“Nobody can go back and start a new beginning, but anyone can start today and make a new ending.” -Maria Robinson
Because we see ourselves every day, small changes such as weight loss or aging can seem insignificant and even go unnoticed. For example, I am sure many of us look back at old photos and see those slight changes in our facial features, body shape and hair styles that we never once noticed along the way. Of course we have grown and evolved from where we were years ago, but without the photographs and other memories to remind us, we can forget the small evolutions and life can feel stagnant.
Writing an autobiography is a unique experience that gives us a third party view of our evolution over the years and how we can get to where we want to be.
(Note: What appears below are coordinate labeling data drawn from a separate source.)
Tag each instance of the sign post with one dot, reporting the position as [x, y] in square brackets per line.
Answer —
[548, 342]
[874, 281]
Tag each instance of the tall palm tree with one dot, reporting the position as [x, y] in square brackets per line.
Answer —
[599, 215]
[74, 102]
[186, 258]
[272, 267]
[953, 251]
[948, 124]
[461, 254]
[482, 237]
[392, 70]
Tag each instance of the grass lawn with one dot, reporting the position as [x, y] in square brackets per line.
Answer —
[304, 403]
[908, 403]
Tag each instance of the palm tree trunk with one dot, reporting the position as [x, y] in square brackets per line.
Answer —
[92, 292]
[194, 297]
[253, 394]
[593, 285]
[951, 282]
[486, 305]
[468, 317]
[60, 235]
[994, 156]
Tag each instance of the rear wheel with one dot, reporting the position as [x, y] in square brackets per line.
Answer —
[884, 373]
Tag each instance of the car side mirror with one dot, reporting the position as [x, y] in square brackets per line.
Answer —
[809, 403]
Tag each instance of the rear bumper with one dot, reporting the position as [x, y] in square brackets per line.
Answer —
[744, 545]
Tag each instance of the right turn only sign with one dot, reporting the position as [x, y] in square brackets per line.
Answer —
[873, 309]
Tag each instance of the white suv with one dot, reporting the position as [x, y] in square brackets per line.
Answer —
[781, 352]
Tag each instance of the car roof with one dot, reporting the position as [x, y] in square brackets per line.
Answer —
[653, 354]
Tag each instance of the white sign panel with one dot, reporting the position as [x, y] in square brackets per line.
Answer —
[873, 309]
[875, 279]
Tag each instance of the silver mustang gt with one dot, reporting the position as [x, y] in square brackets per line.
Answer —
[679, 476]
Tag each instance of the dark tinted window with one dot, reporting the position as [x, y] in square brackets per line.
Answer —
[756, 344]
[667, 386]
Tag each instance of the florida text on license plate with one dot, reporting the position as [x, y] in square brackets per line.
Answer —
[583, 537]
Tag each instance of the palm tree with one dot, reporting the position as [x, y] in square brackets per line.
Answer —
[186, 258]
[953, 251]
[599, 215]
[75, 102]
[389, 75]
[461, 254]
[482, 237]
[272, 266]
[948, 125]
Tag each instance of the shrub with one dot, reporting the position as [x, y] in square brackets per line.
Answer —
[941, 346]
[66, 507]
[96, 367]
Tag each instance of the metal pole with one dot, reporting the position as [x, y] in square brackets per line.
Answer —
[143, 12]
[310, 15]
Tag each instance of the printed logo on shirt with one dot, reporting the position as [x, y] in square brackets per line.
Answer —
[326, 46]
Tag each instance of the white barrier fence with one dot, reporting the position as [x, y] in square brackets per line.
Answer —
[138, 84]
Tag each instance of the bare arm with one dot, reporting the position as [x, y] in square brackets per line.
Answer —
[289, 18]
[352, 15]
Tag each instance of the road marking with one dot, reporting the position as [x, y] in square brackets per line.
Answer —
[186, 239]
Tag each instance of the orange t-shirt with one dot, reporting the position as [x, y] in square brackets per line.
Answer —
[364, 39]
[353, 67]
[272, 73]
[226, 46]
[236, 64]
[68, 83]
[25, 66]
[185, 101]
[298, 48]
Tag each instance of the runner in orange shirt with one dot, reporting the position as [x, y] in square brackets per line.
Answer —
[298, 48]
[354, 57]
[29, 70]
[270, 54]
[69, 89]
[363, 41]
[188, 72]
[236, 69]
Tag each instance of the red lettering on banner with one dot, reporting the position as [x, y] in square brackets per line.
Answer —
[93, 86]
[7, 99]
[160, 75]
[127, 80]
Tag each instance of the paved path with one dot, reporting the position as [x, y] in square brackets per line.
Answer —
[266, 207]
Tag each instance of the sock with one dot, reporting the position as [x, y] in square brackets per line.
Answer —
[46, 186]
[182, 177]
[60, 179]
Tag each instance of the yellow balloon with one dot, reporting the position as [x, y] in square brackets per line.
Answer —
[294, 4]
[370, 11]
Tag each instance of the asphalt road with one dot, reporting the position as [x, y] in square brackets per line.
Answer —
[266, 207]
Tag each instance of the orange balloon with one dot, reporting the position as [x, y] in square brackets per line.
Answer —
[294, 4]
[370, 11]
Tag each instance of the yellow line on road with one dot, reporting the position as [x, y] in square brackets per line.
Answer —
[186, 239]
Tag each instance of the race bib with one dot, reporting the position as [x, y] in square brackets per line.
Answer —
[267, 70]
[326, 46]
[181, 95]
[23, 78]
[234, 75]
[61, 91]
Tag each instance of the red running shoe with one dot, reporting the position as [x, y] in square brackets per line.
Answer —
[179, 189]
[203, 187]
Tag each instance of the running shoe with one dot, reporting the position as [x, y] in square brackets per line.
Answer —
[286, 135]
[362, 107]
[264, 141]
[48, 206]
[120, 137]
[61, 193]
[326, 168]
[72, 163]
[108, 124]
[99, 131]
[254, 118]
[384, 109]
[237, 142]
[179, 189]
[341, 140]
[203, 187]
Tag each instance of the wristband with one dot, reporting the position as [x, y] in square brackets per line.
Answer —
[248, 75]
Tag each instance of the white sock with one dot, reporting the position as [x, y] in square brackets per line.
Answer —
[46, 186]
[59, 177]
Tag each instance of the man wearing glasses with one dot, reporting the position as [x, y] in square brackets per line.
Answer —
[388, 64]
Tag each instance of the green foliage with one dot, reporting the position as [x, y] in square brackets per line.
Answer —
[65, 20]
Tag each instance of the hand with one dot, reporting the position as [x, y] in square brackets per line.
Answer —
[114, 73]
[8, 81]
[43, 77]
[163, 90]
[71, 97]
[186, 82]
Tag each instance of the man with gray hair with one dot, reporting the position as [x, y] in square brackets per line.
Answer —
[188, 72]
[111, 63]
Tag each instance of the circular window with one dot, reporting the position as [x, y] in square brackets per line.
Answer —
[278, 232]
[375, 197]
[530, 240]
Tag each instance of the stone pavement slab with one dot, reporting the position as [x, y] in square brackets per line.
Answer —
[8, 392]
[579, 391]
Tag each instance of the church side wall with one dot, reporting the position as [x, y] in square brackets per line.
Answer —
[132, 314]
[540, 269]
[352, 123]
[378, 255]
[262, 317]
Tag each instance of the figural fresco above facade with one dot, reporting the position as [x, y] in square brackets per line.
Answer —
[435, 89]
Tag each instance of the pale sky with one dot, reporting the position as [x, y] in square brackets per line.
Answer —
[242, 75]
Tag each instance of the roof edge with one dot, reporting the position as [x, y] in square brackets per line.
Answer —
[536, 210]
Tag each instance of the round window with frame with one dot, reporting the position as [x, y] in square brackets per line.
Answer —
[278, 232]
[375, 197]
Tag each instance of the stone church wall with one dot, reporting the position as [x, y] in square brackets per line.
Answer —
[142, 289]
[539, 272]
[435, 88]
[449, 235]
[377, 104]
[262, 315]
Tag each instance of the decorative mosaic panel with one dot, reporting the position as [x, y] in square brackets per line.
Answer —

It provides a better understanding of just how connected our past, present and future can be.
Past: This is an insightful activity for anyone, but for women with mental illness, this can dig deep into the root of anxieties, depression, stress and fear. Through revisiting our life moments, how we felt and the changes that resulted, we are able to acknowledge the influence these situations had on our long-term decisions, feelings and mental health.
Present: Writing an autobiography can also help you prepare for a successful future. If you aren’t satisfied with the direction your story is going, it can spark change in your life and encourage you to establish positive goals and dreams that give life meaning and boost self-value.
Future: Each day of our life is a new page in our book and when we have emotional and mental stability, we are able to direct the story that is being told.